The method of claim 2 wherein said pharmaceutical dosage form provides a maximum blood plasma concentration (Cmax) within the range of about 80% to 125% of about 20 ng/mL of cyclobenzaprine HCI and an AUC0-168 within the range of about 80% to 125% of about 740 nghr/mL and a Tmax within the range of 80% to 125% of about 7 hours following a single oral administration a pharmaceutical dosage form comprising 30 mg of cyclobenzaprine HCI.

(`372 patent, col. 10:63-11:3)

[6] Under their construction, defendants claim that amitriptyline, an antidepressant, falls within the scope of the claim, as so defined. (D.I. 233 at 22)

[7] The court's construction of "cyclobenzaprine, pharmaceutically acceptable salts or derivatives thereof and mixtures thereof" is consistent with plaintiffs' proposed construction, except that the court's construction does not include "stereoisomers." As defendants point out, no stereoisomers exist for cyclobenzaprine. (D.I. 277 at 17)

[8] Because the court finds that this term is capable of construction, defendants' indefiniteness arguments are rendered moot. (D.I. 233 at 47) Similarly, defendants' enablement arguments are rendered moot as the patents need not specifically state what constitutes a therapeutically effective plasma concentration. (Id. at 44)

[9] Eighty percent (80%) of 740 ng hr/mL is 592.

[10] Dr. Gopi Venkatesh ("Venkatesh"), the inventor of the patents-in-suit, is also a named inventor on the `215 patent and the `215 patent forms the basis for defendants' claim of inequitable conduct, as discussed infra.

[11] Notably, even FEXERIL®, plaintiffs' immediate release cyclobenzaprine product, produces AUC and Cmax within the limitations of claims 3 and 4 of the patents-in-suit. (D.I. 224 at 1263:5-1264:15)

[12] Similarly, the linear, dose proportional characteristics of cyclobenzaprine as reflected in claim 4 of the patents-in-suit are disclosed in the Winchell reference.
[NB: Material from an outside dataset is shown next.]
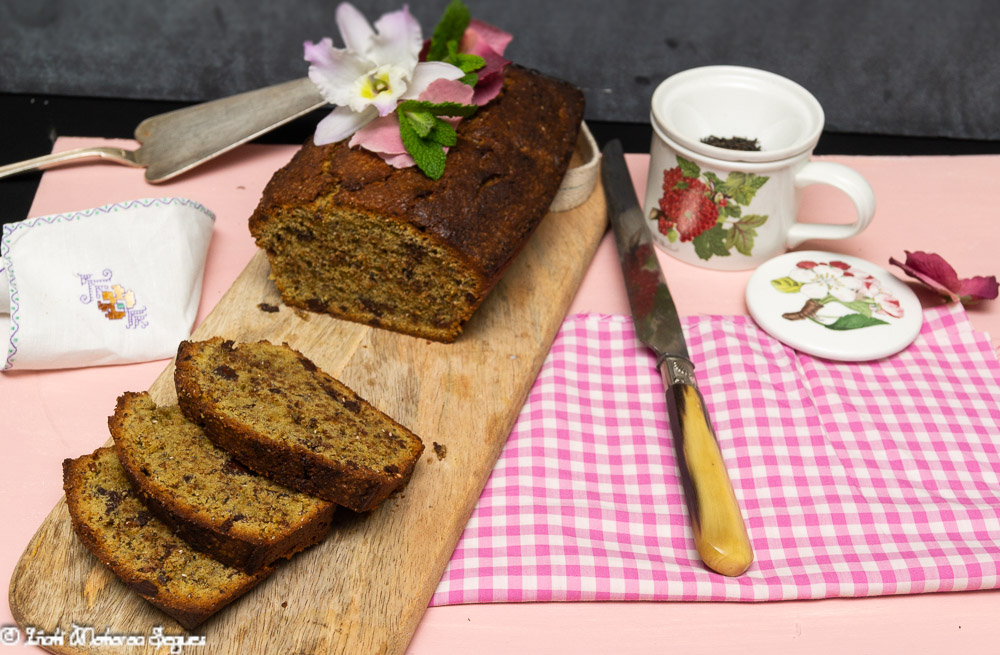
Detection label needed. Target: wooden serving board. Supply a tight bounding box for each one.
[10,177,606,655]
[13] The fact that a claimed value was not disclosed in the prior art is inconsequential to an obviousness analysis where said value would be uncovered via routine experimentation. Purdue Pharma Products L.P. v. Par Pharm., Inc., 642 F. Supp. 2d 329, 373 (D.Del.2009).

[14] The court notes in this regard that the `215 patent, which claims the extended release delivery system used in the patents-in-suit, was not before the PTO during examination of the `793 patent. Therefore, while defendants must still prove that the patent is obvious by clear and convincing evidence, they do not have the additional burden of overcoming the presumption that is due a qualified government agency presumed to have properly done its job. Tokai Corp. v. Easton Enters., Inc., 632 F.3d 1358, 1367-68 (Fed.Cir.2011) (citations omitted).

[15] Plaintiffs argue that one of ordinary skill in the art would not have a reasonable expectation of success in making the claimed invention, because no known PK/PD relationship exists for cyclobenzaprine. (D.I. 238 at 23) The lack of a PK/PD relationship is of no moment, however, given that one of ordinary skill in the art would expect the extended release formulation to have the same PD effect on the body if it has the immediate release formulation's PK profile. (D.I. 222 at 749:5-13; D.I. 223 at 970:20-971:8) Because the court does not require a known PK/PD relationship for a finding of obviousness, defendants' written description argument is rendered moot. (D.I. 233 at 46)

[16] Unlike the `215 patent, Venkatesh's other Eurand patents do not disclose the same three-layer ER formulation as the `793 patent. (D.I. 222 at 785:23-787:117; D.I. 220 318:10-326:1)

[17] And, thus, are enabled, satisfy the written description requirement, and are not indefinite.